The pandemic has inspired people to try their hand at carefully tending these plants at home.

At Sturdevant's, a ski shop in Bellevue, there’s been a surge in new customers, many of whom have never skied or snowboarded before.

“People are looking for something to do – some kind of activity – and mountains are open,” said Sturdevant’s president Tracy Gibbons.

Gibbons noted that business is up 10% over last year at Sturdevant's, adding "It's a weird way to grow a business."

Outlasting the pandemic

Many retail businesses will remember 2020 as a year full of surprises, when one item didn’t sell as well as expected, but another did better.

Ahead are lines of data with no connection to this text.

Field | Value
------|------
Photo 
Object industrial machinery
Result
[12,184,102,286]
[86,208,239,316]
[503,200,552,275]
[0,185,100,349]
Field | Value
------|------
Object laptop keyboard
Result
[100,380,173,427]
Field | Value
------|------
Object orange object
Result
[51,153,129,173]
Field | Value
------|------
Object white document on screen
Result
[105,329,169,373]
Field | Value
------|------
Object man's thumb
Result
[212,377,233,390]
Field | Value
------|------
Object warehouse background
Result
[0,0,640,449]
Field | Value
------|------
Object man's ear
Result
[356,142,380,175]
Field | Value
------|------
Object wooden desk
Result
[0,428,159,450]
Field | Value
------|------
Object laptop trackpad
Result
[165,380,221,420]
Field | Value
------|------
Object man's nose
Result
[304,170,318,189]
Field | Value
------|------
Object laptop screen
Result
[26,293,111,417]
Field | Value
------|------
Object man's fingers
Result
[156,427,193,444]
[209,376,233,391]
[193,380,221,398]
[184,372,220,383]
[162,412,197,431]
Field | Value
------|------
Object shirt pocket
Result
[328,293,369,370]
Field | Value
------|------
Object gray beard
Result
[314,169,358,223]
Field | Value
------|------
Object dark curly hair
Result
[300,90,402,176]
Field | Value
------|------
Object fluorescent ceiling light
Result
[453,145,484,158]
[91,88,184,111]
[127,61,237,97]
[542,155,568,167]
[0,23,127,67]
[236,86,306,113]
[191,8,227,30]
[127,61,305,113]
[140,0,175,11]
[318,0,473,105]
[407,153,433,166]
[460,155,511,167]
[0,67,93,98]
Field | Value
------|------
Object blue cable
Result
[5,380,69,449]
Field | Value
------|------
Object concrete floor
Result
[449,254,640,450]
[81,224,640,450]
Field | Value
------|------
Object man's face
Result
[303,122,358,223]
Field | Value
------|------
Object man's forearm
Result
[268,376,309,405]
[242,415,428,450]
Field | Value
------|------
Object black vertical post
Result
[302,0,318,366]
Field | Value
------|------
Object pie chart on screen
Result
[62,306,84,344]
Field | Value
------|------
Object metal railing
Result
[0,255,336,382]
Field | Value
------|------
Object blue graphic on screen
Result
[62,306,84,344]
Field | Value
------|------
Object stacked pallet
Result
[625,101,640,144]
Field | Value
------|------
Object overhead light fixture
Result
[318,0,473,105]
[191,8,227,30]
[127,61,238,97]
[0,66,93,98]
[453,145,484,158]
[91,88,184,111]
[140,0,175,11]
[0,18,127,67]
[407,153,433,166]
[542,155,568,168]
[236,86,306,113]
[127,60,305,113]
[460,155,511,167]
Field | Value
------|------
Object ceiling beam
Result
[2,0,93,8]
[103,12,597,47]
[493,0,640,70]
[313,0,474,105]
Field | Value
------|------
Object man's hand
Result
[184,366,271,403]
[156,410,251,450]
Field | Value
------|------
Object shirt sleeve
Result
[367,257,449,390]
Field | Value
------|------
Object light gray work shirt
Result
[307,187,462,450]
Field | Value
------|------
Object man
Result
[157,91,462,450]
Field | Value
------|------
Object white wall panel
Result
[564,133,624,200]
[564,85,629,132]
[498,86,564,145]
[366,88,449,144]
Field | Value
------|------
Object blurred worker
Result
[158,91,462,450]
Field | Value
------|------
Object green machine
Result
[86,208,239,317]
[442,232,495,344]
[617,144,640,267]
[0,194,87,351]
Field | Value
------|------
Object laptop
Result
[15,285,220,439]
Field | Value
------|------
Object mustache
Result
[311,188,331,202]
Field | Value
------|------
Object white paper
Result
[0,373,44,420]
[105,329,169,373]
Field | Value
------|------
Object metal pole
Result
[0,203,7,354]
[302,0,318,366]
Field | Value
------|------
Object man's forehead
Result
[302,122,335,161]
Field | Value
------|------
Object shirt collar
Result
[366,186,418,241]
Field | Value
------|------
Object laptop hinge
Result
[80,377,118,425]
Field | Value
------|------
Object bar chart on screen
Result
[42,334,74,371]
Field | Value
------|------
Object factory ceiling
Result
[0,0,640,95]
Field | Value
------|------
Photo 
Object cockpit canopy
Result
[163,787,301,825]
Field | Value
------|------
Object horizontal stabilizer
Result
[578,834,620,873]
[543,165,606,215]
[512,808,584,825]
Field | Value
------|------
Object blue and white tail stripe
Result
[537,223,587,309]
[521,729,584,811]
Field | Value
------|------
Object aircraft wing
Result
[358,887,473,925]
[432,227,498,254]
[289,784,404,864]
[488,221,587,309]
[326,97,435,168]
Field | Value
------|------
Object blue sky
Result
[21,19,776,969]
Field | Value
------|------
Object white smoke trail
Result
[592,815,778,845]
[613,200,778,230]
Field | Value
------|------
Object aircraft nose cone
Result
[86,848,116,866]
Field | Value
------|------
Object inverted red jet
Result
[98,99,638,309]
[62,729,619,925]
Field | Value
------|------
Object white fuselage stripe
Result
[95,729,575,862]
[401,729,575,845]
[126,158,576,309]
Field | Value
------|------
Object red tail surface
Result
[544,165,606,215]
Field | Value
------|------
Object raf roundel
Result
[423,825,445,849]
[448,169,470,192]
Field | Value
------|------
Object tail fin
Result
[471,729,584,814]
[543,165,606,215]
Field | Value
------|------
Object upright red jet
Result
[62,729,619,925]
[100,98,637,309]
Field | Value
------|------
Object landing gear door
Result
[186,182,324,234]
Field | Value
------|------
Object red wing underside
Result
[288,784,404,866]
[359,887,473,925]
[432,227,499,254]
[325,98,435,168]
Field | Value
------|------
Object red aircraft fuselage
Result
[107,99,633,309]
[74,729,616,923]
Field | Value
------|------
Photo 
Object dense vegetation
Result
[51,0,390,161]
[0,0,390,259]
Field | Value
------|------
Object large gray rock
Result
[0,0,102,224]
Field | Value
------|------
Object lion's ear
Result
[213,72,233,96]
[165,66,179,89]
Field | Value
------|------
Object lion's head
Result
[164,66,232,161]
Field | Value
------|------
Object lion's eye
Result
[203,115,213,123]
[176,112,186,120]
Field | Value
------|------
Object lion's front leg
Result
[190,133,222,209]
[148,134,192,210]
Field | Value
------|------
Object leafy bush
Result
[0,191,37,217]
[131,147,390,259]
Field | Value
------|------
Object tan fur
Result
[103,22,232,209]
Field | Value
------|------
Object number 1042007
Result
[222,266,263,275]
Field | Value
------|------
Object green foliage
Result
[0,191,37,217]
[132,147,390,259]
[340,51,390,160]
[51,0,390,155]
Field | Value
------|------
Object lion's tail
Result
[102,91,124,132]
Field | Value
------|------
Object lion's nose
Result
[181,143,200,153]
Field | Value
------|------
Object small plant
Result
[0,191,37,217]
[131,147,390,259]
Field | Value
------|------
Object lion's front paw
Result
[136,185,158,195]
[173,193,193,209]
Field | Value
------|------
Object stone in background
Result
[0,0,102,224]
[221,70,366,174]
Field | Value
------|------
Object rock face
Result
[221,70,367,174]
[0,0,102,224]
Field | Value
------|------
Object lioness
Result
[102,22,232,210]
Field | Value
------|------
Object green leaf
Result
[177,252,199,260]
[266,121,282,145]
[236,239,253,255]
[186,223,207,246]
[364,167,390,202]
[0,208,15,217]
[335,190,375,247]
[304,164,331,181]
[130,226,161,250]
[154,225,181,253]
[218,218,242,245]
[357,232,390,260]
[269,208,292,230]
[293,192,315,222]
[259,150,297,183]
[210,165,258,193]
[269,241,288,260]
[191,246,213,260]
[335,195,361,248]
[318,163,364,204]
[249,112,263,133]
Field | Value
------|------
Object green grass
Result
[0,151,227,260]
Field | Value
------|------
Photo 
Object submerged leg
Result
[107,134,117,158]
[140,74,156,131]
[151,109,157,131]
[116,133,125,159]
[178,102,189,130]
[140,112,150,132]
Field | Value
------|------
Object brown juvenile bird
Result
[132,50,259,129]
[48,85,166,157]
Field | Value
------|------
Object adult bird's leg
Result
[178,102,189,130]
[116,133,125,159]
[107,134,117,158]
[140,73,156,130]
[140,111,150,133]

Weird, sometimes seemingly arbitrary trends pushed many businesses up to the brink of failure and then rescued some of them when consumer tastes changed once again.

But Jenefeness Tucker wants business owners to see through the chaos, and discern a clearer pattern that cuts through the noise: More people are shopping online than ever.

Tucker advises businesses through the Washington Small Business Development Center, a non-profit public-private partnership that assists small businesses in this state. The service is free, funded by federal CARES Act money.

Tucker said that “76% of people in the U.S. are purchasing online. Period. And those numbers go up and up – they’ve increased by 20% just in the last six months of 2020."

Yes, it’s important to understand and predict trends, Tucker said, so that you’re stocking the right items, but moving inventory online is just as important.

“A lot of people are impulse buying online, but they’re doing it in the middle of the night,” she said, when retail stores aren’t open anyway. “And so if your unable to sell online, they you’re missing a ton of sales, because most people won’t even travel from Tukwila to Tacoma, let alone people all around the world that have access to an online store that wouldn’t come to your store otherwise.”

Many businesses hope to catch the next trend. Others hope for direct loans or grants, as part of the stimulus money. Tucker said aid also comes in the form of advice — subsidized by the CARES Act, that will help businesses last longer than any loan.